– Адреналин. – Видя, что Артем по-прежнему смотрит на него, Старый вздохнул: – Артем, тебе надо учиться. Ты хороший боец и товарищ, но… чем дальше, тем больше напоминаешь мне какого-нибудь Виннету, а опять вот… Понимаешь, есть вещи, которые обязан знать любой человек, вне зависимости, кто он по профессии, просто для того чтобы уметь общаться с разными людьми. Есть список книг, обязательных для прочтения любым человеком, и даже сейчас он необходим. Сейчас даже больше, чем прежде. Иначе уже твои дети будут поклоняться духам ветра и воды, а внуки – выть на луну. – Видя, что щеки у Артема вспыхнули, он примирительно положил руку ему на плечо: – Не обижайся, пожалуйста. Тем более что твоей вины в этом нет – ни в Хрени, ни в том уровне образования на селе, который устроили наши начальники до нее. И, скажу я тебе, масса людей, гораздо образованнее тебя, то есть так они сами про себя думали, богаче и старше тебя, тоже не ответили бы мне, кто такой Виннету, хотя стреляли они куда хуже, чем ты. А самое главное – это поправимо, учиться можно в любом возрасте. Мой отец рассказывал, что его отправляли учить семидесятилетних стариков грамоте – и люди под конец жизни выучивались читать и писать! А для них это было куда как труднее, чем для тебя.
Тем временем они догнали ушедших вперед Дмитрия и Крысолова.

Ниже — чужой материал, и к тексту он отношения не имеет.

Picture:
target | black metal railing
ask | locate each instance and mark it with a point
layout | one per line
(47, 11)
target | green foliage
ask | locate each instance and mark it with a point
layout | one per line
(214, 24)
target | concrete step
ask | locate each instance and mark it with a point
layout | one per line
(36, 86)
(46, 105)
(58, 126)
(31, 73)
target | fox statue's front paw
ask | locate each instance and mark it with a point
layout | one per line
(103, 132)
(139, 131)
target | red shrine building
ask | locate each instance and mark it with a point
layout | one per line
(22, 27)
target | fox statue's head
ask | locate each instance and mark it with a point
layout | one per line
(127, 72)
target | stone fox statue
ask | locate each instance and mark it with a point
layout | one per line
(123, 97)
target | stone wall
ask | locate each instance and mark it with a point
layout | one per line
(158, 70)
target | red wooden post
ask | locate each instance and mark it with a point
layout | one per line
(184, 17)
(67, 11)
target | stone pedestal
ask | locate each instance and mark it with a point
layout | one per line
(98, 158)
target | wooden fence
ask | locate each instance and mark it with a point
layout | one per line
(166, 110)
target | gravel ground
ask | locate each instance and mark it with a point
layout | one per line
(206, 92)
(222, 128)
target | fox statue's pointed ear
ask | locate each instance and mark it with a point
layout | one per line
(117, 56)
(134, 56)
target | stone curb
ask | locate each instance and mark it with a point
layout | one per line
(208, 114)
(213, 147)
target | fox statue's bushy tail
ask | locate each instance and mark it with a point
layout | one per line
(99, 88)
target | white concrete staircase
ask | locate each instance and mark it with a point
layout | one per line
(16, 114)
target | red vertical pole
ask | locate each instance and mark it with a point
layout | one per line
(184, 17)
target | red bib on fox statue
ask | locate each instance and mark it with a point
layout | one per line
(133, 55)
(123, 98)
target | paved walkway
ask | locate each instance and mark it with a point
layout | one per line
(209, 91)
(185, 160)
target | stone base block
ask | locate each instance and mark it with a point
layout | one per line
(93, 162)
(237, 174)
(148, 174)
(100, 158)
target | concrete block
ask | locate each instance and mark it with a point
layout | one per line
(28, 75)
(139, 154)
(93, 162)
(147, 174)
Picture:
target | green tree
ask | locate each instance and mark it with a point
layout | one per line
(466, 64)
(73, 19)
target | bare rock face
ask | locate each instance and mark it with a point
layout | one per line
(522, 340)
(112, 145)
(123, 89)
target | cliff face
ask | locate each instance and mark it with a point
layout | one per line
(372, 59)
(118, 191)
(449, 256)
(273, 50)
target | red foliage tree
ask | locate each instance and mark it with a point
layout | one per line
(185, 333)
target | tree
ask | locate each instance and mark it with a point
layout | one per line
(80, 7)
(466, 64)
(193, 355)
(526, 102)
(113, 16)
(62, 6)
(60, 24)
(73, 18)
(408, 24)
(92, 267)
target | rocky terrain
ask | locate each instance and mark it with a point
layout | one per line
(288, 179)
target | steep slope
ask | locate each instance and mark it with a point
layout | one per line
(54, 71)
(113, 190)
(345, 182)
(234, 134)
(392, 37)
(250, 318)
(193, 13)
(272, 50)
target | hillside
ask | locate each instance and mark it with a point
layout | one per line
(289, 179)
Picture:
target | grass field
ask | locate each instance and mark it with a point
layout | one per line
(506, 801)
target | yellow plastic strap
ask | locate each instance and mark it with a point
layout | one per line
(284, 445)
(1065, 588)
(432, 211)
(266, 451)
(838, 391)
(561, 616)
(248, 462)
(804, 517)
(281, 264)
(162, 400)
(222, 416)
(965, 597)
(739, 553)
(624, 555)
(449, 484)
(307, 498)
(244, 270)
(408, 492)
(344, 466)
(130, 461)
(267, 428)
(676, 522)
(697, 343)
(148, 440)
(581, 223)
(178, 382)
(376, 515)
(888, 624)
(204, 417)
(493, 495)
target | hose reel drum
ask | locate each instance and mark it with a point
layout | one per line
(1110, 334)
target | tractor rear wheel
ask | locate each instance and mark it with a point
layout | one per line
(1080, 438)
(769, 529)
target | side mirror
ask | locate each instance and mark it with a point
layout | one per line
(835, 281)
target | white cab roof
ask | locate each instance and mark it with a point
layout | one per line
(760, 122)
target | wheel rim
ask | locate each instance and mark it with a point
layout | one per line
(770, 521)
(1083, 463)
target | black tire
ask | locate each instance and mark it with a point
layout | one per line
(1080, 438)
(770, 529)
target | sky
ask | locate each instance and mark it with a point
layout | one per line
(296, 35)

– Это что же, – спрашивал Крысолов, – значит, когда мы всякими «Сейфгардами» и «Протексами» руки и детей мыли, мы тем самым микробов-«мутантов» «воспитывали»?
– Именно. На Западе, кстати, этот самый триклозан не только в мыло добавляли, но и в синтетические моющие средства, и даже в кухонные разделочные доски, пока не спохватились: чего это инвалиды и пожилые с ослабленной иммунной системой резко мереть стали, несмотря на то что у них такая крутая защита в виде триклозана? А здоровая чистая кожа, между прочим, и так убивает через полчаса девяносто процентов всех болезнетворных микробов. Ну ладно – тут перестали таким мылом мыться, и всех делов. А в больницах как? Все старые врачи с ностальгией вспоминали времена, когда самая крутая пневмония лечилась однократным введением ста тысяч единиц пенициллина. Уже когда я учился – меньше чем по миллиону четыре – шесть раз мы инфекцию не бороли. А потом и вовсе перестала она на пенициллин реагировать. Пришлось чего покруче выдумывать – микроб и к этому приспособился. Дальше: еще круче антибиотик – еще более устойчивые штаммы, еще более высокие цифры смертности, когда эта дрянь, суперустойчивая ко всему на свете, начинала «резвиться» в отделении интенсивной терапии.